Passé minuit, plus un bruit – excepté des crissements de feutres ou de stylets graphiques - dans les salles de travail de la Maison des Auteurs ! Chacun enchaine les planches avec plus ou moins d’inspiration. Pour ma part, j’en réalise trois – accusant un retard désormais considérable – avant que ne survienne un incident inattendu : plus du tout habitués à l’écriture manuscrite, mes doigts engourdis n’arrivent soudain plus à tenir mon crayon !
« Je ne peux plus tenir un crayon ! L’abandon de l’écriture au profit de la frappe se paie cher #Defi24hBD @20Minutes pic.twitter.com/np8gglsVHL — Olivier Mimran (@OlivierMimran) January 27, 2016 »

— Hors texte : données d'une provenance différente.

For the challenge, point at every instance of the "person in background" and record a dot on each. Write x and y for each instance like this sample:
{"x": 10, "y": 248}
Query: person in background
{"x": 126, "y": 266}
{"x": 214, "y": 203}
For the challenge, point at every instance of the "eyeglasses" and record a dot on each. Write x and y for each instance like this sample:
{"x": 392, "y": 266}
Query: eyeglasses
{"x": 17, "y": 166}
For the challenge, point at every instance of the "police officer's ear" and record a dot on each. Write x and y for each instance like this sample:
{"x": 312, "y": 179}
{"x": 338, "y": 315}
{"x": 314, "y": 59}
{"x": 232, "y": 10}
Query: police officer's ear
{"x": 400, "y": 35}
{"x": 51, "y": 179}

J’ai bien réussi, par orgueil, à encore dessiner la couverture et une planche supplémentaire… avant de devoir jeter l’éponge, écrasé de fatigue et découragé par cette improbable défaillance physique.
Leçon n°3 : réhabituer ses mains à écrire/dessiner des heures durant
>> A relire : Troisième étape, le matériel à privilégier
Malgré la désillusion, le bilan que je tire de cette aventure inédite est plus que positif. D’abord parce que j’ai pris beaucoup de plaisir aux échanges dessinés que Lewis Trondheim et moi avons entrepris. Ensuite parce que participer en personne – et aux côtés d’artistes aux profils très variés - aux 24 Heures de la BD m’aura personnellement beaucoup ouvert et enrichi. Enfin parce que j’ai pu y réaliser que le talent seul ne faisait pas l’artiste : comme dans de multiples autres disciplines, il doit s’agréger à une vraie rigueur… et une bonne dose d’humilité.